そしてそれと同じ日に、少年、クリスタルは“彼女”に出会った。
夜空と同じ濃紺の瞳をもつ、今にも消え入る幻のような少女と。
***
少年は初め少女に関心がなかった。
少女はいっとき、少年を畏れた。
心の触れ合いは、ほんの些細な出来事の積み重ねだった。
少年の嘘偽りを知らない無垢と、少女の脆さ。
少女は自身の孤独を受け入れ、それゆえ俯瞰で他人の心を測る。
そして他人を傷つけないために、先に自身が傷つくことを選んできた。他人を傷つけたとき、彼女はより大きな傷を負うから。
それが歌鳥という少女の在り方だった。
少年は他人の心を測る術を知らず、それゆえ自身の孤独を受け入れる。
少年にとって他人とは、理解しようとしても理解出来ないものだ。
だから少年にとって他人の心は探って測るものではない。ありのまま、表れているものが他人の心。だから敵意を向けられれば、少年にとってそれは敵以外のなにものでもない。だから自分が傷つく前に敵を殺す。
それがクリスタルという少年の在り方だった。
守るべきは心。
守るべきは命。
少女は少年に、孤独を受け入れない人々は他人との“違い”を“間違い”と認識することで争うのだと語った。

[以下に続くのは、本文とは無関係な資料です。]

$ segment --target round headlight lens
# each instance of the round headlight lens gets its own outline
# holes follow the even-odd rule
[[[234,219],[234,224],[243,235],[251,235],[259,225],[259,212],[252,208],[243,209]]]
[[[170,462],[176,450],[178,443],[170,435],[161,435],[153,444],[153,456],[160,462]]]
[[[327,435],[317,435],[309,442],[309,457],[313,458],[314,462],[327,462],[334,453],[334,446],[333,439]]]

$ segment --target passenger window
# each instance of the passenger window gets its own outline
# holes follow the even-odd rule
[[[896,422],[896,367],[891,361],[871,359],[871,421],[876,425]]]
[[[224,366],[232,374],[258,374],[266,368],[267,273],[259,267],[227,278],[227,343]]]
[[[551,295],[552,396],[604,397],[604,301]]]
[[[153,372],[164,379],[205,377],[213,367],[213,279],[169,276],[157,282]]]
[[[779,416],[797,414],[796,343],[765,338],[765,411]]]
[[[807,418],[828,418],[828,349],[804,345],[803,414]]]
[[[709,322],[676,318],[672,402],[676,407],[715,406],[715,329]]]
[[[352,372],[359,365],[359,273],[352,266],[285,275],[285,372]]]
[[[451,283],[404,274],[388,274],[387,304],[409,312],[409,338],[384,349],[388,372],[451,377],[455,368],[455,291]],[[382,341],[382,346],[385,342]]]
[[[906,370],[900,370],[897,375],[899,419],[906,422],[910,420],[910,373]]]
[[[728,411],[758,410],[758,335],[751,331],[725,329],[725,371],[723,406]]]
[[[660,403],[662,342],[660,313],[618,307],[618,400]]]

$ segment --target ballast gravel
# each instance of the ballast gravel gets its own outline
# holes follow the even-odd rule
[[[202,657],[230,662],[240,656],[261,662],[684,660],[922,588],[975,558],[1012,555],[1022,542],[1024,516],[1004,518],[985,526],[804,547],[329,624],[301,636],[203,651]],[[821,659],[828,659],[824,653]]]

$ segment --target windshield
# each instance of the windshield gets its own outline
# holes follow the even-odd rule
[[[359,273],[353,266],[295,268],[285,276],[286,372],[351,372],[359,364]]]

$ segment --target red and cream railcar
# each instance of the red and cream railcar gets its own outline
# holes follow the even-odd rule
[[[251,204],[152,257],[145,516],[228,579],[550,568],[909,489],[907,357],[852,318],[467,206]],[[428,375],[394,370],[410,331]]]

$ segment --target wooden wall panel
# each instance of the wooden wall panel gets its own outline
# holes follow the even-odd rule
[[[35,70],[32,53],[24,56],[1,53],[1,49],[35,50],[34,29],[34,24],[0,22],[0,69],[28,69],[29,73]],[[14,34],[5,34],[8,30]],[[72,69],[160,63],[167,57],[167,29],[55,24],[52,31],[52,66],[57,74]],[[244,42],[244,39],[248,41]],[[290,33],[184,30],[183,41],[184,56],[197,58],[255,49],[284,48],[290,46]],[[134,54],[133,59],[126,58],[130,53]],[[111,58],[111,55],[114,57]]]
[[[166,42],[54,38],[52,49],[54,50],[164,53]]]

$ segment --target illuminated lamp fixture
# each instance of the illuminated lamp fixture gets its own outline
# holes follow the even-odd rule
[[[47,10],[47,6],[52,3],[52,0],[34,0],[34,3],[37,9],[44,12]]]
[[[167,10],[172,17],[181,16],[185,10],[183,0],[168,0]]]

少年は、孤独を受け入れているにも関わらず他人の心を測る彼女に、その意味を問い掛けた。
方向性が異なるだけの、きっと本質は同じ孤独。
少年は他人を気にするあまり自身を傷つける少女に、彼の心を測る必要はないと告げた。
自身を傷つけてまで他人を傷つけない彼女は、彼の敵にはなり得ない。だから、彼は彼女を厭わない。
ありのまま、少年は少女にそう告げた。
それはきっと、少女がずっと求めていた安らぎ。
それが嬉しくて、少女は初めて他人の前で声をあげて泣いた。
そしてそれは、少年にとっても特別な出来事だった。
少女は少年が今まで出会った人間の中で最も優しく、最も脆かった。
誰にも似ておらず、誰とも違うその少女は、その点においてのみ、少年が初めて出会った彼と“同じ”本質の孤独。
少年は他人の心を理解出来ない代わりに、自分の心が理解されないことを知っている。だから、彼は偽りなく自身の心を言葉で表す。
それにより、少年は少女の孤独を癒した。きっと、他の誰かではそれは出来なかった。
この日から、2つの孤独は互いの“特別”になった。